While reading the book "Modern Electrodynamics" by Andrew Zangwill, on page 13 I've encountered a Dirac function integral representation. The proof the book provides is the following:
\begin{align*} \int_{-\infty}^\infty \text{d}k\, e^{ikx} &= \int_0^\infty \text{d}k\, e^{ikx} + \int_0^\infty \text{d}k\, e^{-ikx} \\ &= \lim_{\epsilon \to 0} \left[ \int_0^\infty \text{d}k\, e^{ik(x+i\epsilon)} + \int_0^\infty \text{d}k\, e^{-ik(x-i\epsilon)} \right]. \end{align*} The convergence factors make the integrands zero at the upper limit, so $$ \int_{-\infty}^\infty \text{d}k\, e^{ikx} = \lim_{\epsilon \to 0} \left[ \frac{i}{x + i \epsilon} - \frac{i}{x - i \epsilon} \right] = \lim_{\epsilon \to 0} \frac{2 \epsilon}{x^2 + \epsilon^2} = 2 \pi \delta(x). $$ (Original image here.)

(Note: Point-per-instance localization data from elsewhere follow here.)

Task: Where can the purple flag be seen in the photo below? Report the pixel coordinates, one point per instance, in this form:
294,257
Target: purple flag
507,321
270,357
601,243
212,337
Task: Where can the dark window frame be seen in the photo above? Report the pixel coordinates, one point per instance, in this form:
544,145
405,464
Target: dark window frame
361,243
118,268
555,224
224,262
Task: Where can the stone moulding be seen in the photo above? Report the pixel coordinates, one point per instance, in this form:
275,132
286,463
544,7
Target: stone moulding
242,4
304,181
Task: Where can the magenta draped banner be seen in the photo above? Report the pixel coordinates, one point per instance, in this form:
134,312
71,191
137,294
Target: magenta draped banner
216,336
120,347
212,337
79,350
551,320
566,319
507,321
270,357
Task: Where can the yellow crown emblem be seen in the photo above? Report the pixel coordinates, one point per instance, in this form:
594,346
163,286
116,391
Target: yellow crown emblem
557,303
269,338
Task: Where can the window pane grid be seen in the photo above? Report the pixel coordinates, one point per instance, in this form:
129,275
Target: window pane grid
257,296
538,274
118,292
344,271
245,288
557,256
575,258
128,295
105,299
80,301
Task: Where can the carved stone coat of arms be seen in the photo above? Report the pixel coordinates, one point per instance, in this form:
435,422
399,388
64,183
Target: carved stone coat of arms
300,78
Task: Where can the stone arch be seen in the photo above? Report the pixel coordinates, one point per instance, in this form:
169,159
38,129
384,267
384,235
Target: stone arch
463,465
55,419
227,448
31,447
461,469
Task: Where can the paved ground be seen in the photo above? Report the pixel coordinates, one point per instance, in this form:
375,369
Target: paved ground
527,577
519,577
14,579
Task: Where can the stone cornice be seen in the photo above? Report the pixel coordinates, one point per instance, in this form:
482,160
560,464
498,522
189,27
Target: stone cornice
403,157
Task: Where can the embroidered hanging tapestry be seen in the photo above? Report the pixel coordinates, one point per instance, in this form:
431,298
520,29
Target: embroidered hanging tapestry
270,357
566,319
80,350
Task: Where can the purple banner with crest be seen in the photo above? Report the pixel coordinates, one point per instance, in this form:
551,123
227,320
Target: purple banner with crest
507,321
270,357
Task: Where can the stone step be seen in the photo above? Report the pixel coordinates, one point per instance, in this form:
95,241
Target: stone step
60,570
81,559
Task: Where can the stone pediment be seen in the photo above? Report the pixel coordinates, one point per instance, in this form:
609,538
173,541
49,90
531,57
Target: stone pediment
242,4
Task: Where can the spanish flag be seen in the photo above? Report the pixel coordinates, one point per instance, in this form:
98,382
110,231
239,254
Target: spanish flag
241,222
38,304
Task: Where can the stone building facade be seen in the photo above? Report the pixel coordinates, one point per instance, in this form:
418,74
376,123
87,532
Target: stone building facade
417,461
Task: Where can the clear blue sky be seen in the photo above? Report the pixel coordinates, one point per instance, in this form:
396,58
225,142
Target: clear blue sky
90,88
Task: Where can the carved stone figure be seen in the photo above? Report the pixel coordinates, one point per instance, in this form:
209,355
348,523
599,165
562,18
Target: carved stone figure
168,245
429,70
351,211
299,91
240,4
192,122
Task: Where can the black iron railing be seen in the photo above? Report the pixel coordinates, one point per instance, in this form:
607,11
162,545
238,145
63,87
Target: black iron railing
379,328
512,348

I don’t see how the convergence makes the first term inside the limit vanish at the upper limit. I can understand the rest from there as the the $k$-independent factor appears while integrating and the final conclussion is from one of the informal dirac delta definitions.
Looking at the first one:
$$\int_0^\infty dk e^{ik(x+i \epsilon)} = \int_0^\infty dk e^{ikx} e^{-k \epsilon}.$$
Now $e^{ikx}$ is bounded in modulus while $e^{-k \epsilon}$ (for fixed $\epsilon$) decays exponentially in modulus. So the integral converges by comparison to $\int_0^\infty dk e^{-k \epsilon}$.
The second one is basically the same.
Note that the first step is quite informal (one cannot justify it by the application of some convergence theorem which can be formulated without distribution theory.) I think you might get more insight by looking at a formal definition of the Fourier transform on tempered distributions. The formal definition is quite simple, and the desired statement (that the Fourier transform of the Dirac delta is a constant function) follows quite easily from it.